Окна кабинета выходили на соседний крестьянский луг за забором: летом колокольчики, ромашки, клевер, зимою ровная пелена снега. Книги стояли на полках классические и современные. Русские (кроме классических) по преимуществу с автографами или штампом «на отзыв»: их посылали критику Корнею Чуковскому прозаики и поэты или редакции современных газет. Английские же он вывез и постоянно выписывал из Лондона. С раннего детства помню Уолта Уитмена во многих изданиях, и Мильтона, и Шекспира, и Китса, и Суинберна, и Грея, и Броунинга, и Байрона, и Шелли, и Бернса рядом с Жуковским, Пушкиным, Батюшковым, Баратынским, Некрасовым, Полонским, Лермонтовым, Фетом, Тютчевым, Блоком.

Но царицей кабинета, где бы мы ни жили, всегда представлялась мне «Encyclopedia Britannica». В Куокка-ле она зеленела рядом с серым Венгеровским Пушкиным.

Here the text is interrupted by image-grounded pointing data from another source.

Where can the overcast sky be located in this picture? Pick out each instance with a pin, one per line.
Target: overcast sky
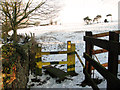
(75, 10)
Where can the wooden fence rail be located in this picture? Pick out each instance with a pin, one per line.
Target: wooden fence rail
(112, 46)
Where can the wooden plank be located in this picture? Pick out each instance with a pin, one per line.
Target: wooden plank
(105, 44)
(88, 50)
(104, 72)
(104, 34)
(101, 35)
(113, 55)
(112, 58)
(99, 51)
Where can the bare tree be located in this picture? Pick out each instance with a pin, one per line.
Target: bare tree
(18, 13)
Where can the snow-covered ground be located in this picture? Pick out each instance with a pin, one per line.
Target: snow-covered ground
(54, 38)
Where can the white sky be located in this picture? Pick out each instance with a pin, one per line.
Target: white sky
(75, 10)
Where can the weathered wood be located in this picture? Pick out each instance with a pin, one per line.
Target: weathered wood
(105, 64)
(103, 71)
(88, 50)
(112, 57)
(105, 44)
(104, 34)
(94, 86)
(99, 51)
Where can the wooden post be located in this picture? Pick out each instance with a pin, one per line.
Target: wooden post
(71, 58)
(88, 50)
(1, 83)
(113, 57)
(38, 58)
(68, 56)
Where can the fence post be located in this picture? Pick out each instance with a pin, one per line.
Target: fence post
(112, 58)
(73, 58)
(70, 58)
(38, 70)
(88, 50)
(1, 83)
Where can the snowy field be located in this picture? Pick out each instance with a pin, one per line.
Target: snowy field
(54, 38)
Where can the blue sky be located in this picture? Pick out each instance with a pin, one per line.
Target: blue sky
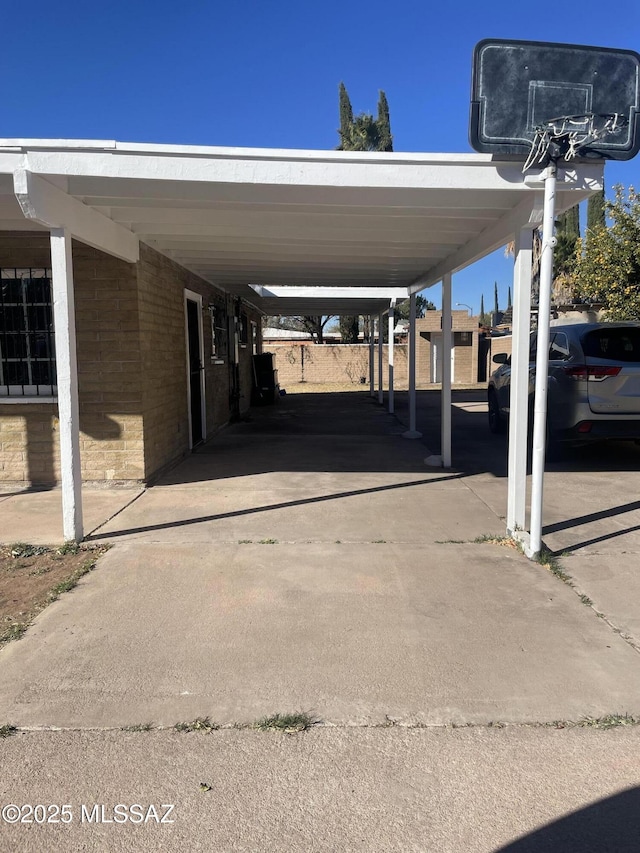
(267, 74)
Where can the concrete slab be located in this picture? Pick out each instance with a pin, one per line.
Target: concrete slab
(393, 790)
(357, 633)
(612, 585)
(36, 516)
(422, 509)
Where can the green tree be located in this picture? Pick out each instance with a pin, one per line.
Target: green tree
(596, 216)
(315, 326)
(349, 328)
(361, 133)
(346, 115)
(607, 265)
(384, 124)
(422, 306)
(567, 236)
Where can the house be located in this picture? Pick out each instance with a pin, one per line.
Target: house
(164, 360)
(134, 277)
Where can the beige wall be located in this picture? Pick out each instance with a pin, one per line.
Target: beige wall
(333, 363)
(348, 363)
(132, 372)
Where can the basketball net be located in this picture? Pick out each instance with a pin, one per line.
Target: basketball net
(564, 137)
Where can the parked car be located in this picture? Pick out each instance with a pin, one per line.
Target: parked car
(594, 384)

«Энциклопедия Британника» – пожизненный его самоучитель. Библиотека Британского музея, как бы спрессованная в этих томах и взятая с собою в дорогу.

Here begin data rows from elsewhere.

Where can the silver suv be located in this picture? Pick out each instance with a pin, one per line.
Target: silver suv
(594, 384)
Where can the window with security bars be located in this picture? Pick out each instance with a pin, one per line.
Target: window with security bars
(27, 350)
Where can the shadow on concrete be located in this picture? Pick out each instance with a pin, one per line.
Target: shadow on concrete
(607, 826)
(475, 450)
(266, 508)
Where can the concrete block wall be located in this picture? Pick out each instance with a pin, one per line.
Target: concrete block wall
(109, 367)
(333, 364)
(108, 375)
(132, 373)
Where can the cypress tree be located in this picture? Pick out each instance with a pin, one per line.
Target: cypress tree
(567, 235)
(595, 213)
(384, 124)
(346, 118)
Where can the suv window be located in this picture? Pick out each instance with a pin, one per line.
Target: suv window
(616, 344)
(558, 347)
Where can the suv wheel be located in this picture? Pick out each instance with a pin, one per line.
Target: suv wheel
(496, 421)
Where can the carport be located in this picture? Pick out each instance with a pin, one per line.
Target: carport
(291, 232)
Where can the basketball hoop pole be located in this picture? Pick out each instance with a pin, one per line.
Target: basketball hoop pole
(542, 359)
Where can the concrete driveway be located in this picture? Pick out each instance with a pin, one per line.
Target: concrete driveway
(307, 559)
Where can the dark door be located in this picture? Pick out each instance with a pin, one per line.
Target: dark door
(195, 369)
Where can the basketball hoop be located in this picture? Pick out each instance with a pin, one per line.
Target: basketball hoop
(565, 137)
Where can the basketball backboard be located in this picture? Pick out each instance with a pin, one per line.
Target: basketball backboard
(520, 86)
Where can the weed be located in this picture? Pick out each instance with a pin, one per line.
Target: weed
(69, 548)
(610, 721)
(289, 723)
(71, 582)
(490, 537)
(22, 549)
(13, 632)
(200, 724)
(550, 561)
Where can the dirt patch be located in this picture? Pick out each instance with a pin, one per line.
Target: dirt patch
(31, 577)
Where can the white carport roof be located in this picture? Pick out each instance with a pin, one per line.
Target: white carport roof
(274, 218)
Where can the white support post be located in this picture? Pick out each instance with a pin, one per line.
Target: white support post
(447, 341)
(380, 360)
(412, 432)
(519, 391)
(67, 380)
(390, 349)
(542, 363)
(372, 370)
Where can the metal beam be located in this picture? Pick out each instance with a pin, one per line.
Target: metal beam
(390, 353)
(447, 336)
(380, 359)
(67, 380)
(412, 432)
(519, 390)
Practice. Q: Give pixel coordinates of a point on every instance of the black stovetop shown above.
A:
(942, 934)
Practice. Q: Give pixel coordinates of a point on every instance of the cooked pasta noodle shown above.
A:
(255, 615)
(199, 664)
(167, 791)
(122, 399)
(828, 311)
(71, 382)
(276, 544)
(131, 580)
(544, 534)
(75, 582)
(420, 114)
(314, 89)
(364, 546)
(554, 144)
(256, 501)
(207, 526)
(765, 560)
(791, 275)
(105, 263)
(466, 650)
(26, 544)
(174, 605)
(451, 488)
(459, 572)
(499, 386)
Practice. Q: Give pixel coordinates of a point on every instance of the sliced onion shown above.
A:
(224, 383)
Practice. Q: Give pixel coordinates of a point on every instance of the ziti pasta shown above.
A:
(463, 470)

Никогда не сетовал он на свой путь – трудный путь самоучки – и утверждал, напротив, что, если человек в самом деле жаждет знания, он своего добьется – были бы книги! – и воля. Более того, он был убежден, что знания, приобретенные собственными усилиями и выбором, прочнее и плодотворнее тех, которые нам произвольно сообщают другие. Вот почему он так ликовал, что переводили мы весело, с охотой, и так печалился, что зазубривать слова мы ленились. Он учил нас английскому элементарнейшим способом в соответствии с элементарнейшей целью: скорее научить нас читать и понимать прочитанное. Конечно, он учил нас английскому потому, что любил английскую литературу, и потому, что когда-то завоевал его сам, но главное, для того, чтобы дать нам еще один ключ к узнаванию. Произношением нашим и умением свободно говорить по-английски он не интересовался нисколько: если приведется жить среди англичан, объяснял он, научимся в две недели. Читать, читать и читать! Учить слова! Вот слова к «Счастливому принцу» Уайльда, а вот к одной странице из «Оливера Твиста» Диккенса. Вот веселая игра – переводы.

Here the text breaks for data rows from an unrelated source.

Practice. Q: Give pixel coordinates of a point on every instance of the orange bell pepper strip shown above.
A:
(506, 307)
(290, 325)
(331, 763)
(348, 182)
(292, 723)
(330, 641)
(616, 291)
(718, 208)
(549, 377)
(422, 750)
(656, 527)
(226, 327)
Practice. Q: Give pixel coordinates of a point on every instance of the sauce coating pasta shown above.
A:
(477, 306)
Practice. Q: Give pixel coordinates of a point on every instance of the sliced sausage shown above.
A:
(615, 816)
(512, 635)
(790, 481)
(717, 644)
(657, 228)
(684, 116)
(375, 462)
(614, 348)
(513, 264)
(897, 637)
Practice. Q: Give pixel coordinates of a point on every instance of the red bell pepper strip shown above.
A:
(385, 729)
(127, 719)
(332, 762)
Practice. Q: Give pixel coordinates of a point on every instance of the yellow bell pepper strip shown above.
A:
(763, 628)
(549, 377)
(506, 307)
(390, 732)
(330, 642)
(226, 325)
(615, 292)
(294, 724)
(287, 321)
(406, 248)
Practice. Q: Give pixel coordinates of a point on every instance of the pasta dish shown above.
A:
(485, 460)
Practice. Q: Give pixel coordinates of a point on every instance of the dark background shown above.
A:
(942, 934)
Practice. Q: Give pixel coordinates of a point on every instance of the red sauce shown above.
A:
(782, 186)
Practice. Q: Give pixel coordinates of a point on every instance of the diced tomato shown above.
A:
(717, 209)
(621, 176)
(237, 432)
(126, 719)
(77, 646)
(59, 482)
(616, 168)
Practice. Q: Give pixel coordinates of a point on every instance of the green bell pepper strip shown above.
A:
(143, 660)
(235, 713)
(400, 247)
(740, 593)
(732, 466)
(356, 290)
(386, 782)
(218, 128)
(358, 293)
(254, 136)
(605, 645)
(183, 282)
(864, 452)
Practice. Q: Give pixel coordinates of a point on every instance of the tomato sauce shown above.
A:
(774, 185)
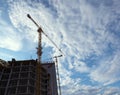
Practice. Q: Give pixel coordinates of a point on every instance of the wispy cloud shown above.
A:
(82, 29)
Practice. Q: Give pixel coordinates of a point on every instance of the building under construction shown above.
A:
(28, 78)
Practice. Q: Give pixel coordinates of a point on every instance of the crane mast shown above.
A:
(39, 48)
(39, 54)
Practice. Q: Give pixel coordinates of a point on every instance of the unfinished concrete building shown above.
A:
(27, 77)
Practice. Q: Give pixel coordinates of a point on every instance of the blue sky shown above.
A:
(87, 31)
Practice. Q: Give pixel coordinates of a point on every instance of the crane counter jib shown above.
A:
(40, 30)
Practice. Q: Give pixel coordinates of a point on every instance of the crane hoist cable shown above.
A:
(45, 33)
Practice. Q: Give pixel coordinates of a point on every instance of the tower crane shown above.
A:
(39, 54)
(40, 31)
(57, 71)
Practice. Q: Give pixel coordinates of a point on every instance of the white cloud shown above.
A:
(108, 70)
(80, 29)
(9, 38)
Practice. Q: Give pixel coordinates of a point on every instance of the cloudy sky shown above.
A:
(87, 32)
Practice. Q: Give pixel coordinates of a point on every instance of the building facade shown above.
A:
(27, 77)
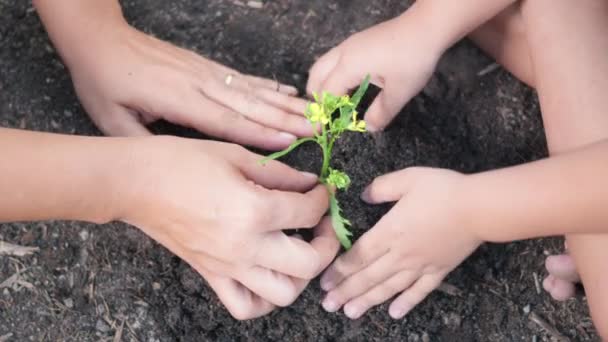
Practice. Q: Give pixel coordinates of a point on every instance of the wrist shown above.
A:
(422, 17)
(467, 212)
(79, 29)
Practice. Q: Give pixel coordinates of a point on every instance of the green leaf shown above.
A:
(279, 154)
(358, 95)
(341, 124)
(338, 179)
(339, 223)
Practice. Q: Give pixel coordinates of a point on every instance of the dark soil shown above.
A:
(89, 281)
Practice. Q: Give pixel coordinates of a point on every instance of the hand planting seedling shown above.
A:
(335, 115)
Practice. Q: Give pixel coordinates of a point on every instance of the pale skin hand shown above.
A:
(400, 54)
(397, 256)
(565, 194)
(210, 203)
(223, 213)
(366, 52)
(126, 79)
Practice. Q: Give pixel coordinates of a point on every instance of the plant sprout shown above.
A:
(335, 115)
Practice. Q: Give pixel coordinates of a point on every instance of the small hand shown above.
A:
(130, 79)
(394, 53)
(217, 208)
(400, 254)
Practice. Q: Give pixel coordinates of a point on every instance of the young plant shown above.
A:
(335, 115)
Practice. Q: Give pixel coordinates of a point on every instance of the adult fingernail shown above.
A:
(330, 305)
(352, 312)
(287, 136)
(365, 196)
(309, 175)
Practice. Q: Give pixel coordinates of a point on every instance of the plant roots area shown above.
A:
(89, 283)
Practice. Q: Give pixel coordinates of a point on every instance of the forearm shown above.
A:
(566, 194)
(445, 22)
(75, 26)
(48, 176)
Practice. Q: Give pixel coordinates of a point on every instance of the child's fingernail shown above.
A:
(326, 283)
(309, 175)
(329, 305)
(352, 312)
(287, 136)
(365, 195)
(372, 128)
(397, 312)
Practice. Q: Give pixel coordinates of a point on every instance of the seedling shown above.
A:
(335, 115)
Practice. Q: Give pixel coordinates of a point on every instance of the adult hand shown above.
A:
(128, 79)
(217, 208)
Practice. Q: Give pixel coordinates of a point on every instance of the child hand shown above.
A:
(129, 79)
(409, 251)
(398, 56)
(216, 207)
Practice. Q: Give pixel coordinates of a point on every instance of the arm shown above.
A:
(560, 195)
(48, 176)
(400, 54)
(181, 193)
(445, 22)
(75, 26)
(126, 79)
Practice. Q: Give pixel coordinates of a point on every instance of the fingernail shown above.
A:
(397, 312)
(309, 175)
(352, 312)
(326, 283)
(365, 196)
(371, 128)
(330, 305)
(287, 136)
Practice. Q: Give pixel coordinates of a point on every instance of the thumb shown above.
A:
(385, 107)
(274, 175)
(321, 70)
(390, 187)
(120, 122)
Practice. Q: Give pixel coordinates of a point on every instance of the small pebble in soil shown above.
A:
(68, 302)
(102, 326)
(452, 319)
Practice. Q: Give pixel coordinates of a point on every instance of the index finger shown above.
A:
(292, 210)
(294, 257)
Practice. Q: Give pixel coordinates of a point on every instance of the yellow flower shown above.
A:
(317, 114)
(356, 125)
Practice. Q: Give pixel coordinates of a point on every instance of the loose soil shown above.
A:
(87, 282)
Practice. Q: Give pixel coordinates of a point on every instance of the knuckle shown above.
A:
(255, 212)
(312, 269)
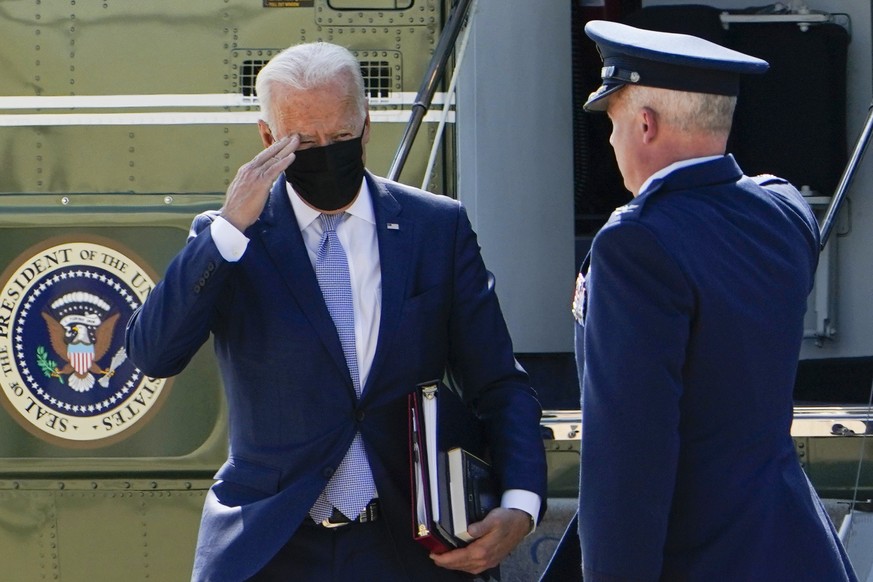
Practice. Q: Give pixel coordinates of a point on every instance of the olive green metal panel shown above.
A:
(86, 530)
(197, 47)
(185, 431)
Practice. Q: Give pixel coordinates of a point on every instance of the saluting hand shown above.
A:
(247, 194)
(496, 536)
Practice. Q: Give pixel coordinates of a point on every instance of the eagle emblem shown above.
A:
(80, 328)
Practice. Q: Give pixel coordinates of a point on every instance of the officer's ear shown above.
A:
(648, 119)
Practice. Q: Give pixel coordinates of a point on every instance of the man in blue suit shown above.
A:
(317, 482)
(690, 313)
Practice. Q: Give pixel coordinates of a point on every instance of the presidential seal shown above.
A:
(65, 374)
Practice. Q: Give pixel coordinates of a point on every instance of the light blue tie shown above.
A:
(352, 486)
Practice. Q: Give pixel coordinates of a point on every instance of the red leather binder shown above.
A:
(438, 421)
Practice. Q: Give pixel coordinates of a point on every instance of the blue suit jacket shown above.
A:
(693, 320)
(292, 407)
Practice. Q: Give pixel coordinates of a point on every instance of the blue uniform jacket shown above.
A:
(692, 322)
(292, 406)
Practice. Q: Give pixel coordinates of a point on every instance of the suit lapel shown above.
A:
(283, 243)
(395, 235)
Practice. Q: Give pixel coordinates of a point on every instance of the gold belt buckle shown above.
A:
(326, 522)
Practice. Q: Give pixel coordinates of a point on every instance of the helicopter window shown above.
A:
(377, 78)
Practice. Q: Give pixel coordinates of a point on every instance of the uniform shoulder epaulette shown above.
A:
(627, 211)
(767, 179)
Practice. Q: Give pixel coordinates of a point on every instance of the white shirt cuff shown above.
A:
(231, 243)
(527, 501)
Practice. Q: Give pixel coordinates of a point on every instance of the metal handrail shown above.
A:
(429, 85)
(846, 179)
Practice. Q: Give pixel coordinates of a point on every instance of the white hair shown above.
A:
(687, 111)
(308, 66)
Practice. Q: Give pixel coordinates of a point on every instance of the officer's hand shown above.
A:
(496, 535)
(249, 190)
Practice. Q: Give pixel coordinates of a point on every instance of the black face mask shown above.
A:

К гимназическому нашему учению он относился с полным равнодушием. Подмахивал еженедельные дневники, почти не глядя, считая и отметки и подпись одной формальностью. Не верил, что гимназические казенные преподаватели способны увлечь детей, а учиться без увлеченности дело никчемное. Зато, приметив, что Коля с малых лет интересуется географией, он чуть ли не из каждой поездки в Петербург привозил ему новый атлас, а из поездки в Лондон (в 1916 году) навез столько карт, что для них не хватало стен. И, заражаясь Колиным энтузиазмом, ползал вместе с ним по полу, по разостланной карте… Я была горестно лишена малейших способностей к арифметике. Убедившись, что математическое мышление мне чуждо, что, сколько я ни трачу сил на задачи и примеры, дело оканчивается слезами, а не ответами, он начал решать задачи за меня и бесстыдно давал их мне переписывать, к превеликому ужасу нашей домашней учительницы.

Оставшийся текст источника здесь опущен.